Some notes about the previous commands:

• Typically you would not apply this security context to this particular file this as this security context is reserved for files found in users’ home directories. However, the purpose of this is to demonstrate how SELinux protects files, so it makes sense to use a context like this

• The semanage command applies the context of the file to the security policy, but to make this a permanent change on the file itself, the restorecon command must be executed.

Now look at Figure 9-4 which demonstrates how the Apache Web Server can no longer access the index.html file.

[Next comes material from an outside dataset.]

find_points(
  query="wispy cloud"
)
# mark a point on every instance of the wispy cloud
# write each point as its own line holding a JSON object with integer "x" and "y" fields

Figure 9-4 Failure to Display the index.html File

You can see why this failure happened by looking at the log entry:

root@onecoursesource:~# journalctl | grep index.html | tail -1
Dec 11 13:41:46 localhost.localdomain setroubleshoot[13444]: SELinux is preventing httpd from read access on the file index.html. For complete SELinux messages run: sealert -l afac171c-27bb-4dbc-9bec-994f44275fd3

Note that the sealert command mentioned in the output of the previous command is useful in providing additional information as to why the failure occurred.

SELinux Conclusion

The discussion in this book of SELinux provides a quick introduction to this powerful security tool. There is much more you can learn, including details regarding security policies and a host of commands that allow you to administer SELinux. With this introduction you should have an idea of what SELinux is, an understanding of what contexts are and how to view and set them, as well as how to use log entries to perform basic troubleshooting of SELinux.

Summary

In this chapter,you learned how to view and set standard permissions, the umask value, access control lists (ACLs), and special permissions. You also learned how to use file attributes to enhance the security of key system files. Lastly, you were introduced to the concepts behind SELinux, an advanced method for securing files and directories on a Linux operating system.